The embassy said in a statement that “it considers these allegations an attempt by some suspicious bodies which seem to be unhappy with the development of bilateral ties between the two brotherly countries.” Arab states, including some that once backed rebels against President Bashar al-Assad, are seeking to reconcile with him after decisive gains by his forces in the war, aiming to expand their clout in Syria at the expense of non-Arab Turkey and Iran.
The United Arab Emirates re-opened its embassy in Damascus last Thursday and Bahrain said the next day that its embassy there and the Syrian diplomatic mission in Manama had been operating “without interruption”.
Al-Jarallah said Kuwait remained committed to the Arab League’s decision and would reopen its embassy in Damascus once the organisation allowed it. US-allied Gulf Arab states were the main regional backers of armed groups opposed to Assad, providing finance or weapons or both, acting largely as part of a programme of support for the armed opposition coordinated by Washington. Unlike its other neighbors, Kuwait kept Syria’s embassy in Kuwait City open and opposed arming the rebels, although private donors in Kuwait sent funds to anti-Assad forces.

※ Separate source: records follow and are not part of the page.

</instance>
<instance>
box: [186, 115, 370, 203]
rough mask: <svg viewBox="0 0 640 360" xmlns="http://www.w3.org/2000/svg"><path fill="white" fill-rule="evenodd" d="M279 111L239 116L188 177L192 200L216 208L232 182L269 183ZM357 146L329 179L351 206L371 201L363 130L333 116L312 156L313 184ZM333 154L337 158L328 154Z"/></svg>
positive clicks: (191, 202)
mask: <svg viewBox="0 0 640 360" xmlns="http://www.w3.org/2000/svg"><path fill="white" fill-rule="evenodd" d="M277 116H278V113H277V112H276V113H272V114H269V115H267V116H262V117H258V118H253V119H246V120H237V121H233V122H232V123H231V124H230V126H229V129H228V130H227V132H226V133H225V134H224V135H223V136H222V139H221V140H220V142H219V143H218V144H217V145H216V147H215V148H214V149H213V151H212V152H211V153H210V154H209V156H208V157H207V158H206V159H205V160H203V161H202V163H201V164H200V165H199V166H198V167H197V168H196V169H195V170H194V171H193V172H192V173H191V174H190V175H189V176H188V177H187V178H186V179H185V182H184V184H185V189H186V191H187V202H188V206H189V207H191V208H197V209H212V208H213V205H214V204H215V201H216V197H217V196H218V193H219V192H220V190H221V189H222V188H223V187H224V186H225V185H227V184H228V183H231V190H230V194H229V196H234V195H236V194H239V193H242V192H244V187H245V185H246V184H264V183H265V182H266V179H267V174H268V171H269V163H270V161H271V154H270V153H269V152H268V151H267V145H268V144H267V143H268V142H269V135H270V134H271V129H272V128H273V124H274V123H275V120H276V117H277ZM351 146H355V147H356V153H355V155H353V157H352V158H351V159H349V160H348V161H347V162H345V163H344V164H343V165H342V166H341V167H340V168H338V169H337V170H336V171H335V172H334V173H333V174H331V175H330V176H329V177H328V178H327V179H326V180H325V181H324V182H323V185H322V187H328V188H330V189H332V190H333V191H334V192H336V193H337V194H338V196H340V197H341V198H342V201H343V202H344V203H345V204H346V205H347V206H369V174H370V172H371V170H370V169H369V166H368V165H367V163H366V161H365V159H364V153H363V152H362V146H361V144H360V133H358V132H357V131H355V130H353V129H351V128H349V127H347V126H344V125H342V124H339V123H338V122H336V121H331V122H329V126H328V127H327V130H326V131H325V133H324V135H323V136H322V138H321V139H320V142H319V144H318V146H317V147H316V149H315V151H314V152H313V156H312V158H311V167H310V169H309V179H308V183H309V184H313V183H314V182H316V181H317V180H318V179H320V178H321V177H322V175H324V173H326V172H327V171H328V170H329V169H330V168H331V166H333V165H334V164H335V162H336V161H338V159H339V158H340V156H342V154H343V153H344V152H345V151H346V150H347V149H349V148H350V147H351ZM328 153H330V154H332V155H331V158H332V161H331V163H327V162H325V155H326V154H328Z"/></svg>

Kuwait has led a humanitarian fundraising campaign for Syria through the United Nations. An Arab diplomat, speaking on condition of anonymity, told Reuters last week he believed a majority of members wanted Syria to be readmitted. Syria’s membership of the Arab League was suspended in 2011 in response to the government’s violent crackdown on “Arab Spring” protests. For Syria to be reinstated, the Arab League must reach a consensus.